The positives are that my H still loves me, wants to put our marriage back together but most of all he wants US to be happy. He told me that in the beginning he wanted me to be happy but he is now thinking more and more about his own happiness and the more we're together, the more he feels like our marriage is moving more in the downward mode as opposed to the upward mode and he can't take living in limbo much longer. He wants to move forward one way or another. He has taken quite a bit from me, verbally attacked, threats, etc. I told him the other night that I was going to blow the whistle on him at work and he threatened me that he would pick up and move away just so he could start a fresh new life.


What does Gwyn want? He has taken quite a bit off of YOU? Before the A, or after? You can feel however you choose to feel for as long as you feel it. You don't need his permission. Again, what do YOU want? If you don't know yet, give yourself time to figure it out.
My mom and my sister warns me constantly that my H is going to get fed up with all of this, leave me and then I will go into a mode of chasing him down, begging, pleading, etc. And I'll be sorry that I let him go.

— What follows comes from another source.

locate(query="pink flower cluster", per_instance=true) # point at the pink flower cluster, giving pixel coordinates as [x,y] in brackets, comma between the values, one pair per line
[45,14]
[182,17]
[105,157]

Again, what do YOU want? They could be right, and doing those things probably wouldnt help your R with your H. But, whether you are sorry or not that you let him go has to depend on what you feel and what you want in your future, not whether your Mom, Sister, or H thinks something is good for you, bad for you, how you'll act, or whatever.

want to move into another apartment and give myself another six months to overcome all of this but I'm scared to say anything to my H because this could be the straw that breaks our M up for good. I know that I'm not ready to live with him, but don't want to stay in the apartment that I have now because it is so depressing (it's a dump) and it adds to my depression everyday I have to go there.


Here we go. You have written what you want. You fear you H's reaction, and that you'll lose him. Well sister, after all he's put you through, you deserve time and space to decide what you want for you. If you commit to have an R with him right now for any other reason than that you want it and can work on it , it probably won't work. You can only give what you have to give. As long as you feel like sabotaging the M (for any reason), it won't work. If you are honest with him about your feelings, and he can't take it, it's his choice.

I think my H has had enough and either I make a decision or he's going to make it for me.



Again, that is H's choice. Will you let fear of losing him decide this for you.. or will you let the decision be what is best for you right now? You could commit to working it out all day long, but if you are too emotionally sick to do that, how can he expect you to? On the other hand, maybe its just a matter of deciding you're gonna do it and then doing it. Only you know the answer to the questions you ask. Look in your heart.. ask Gwyn what she wants. Try not to think what H, or anyone else says about what you need... what do you need right now?

Time out? A good friend? For your H to hold you, and reassure you over and over and over? Ask for what you need right now, give what you can. It might be anti-DB, but you seem very emotional and confused. Give it some time and get some help for YOU first.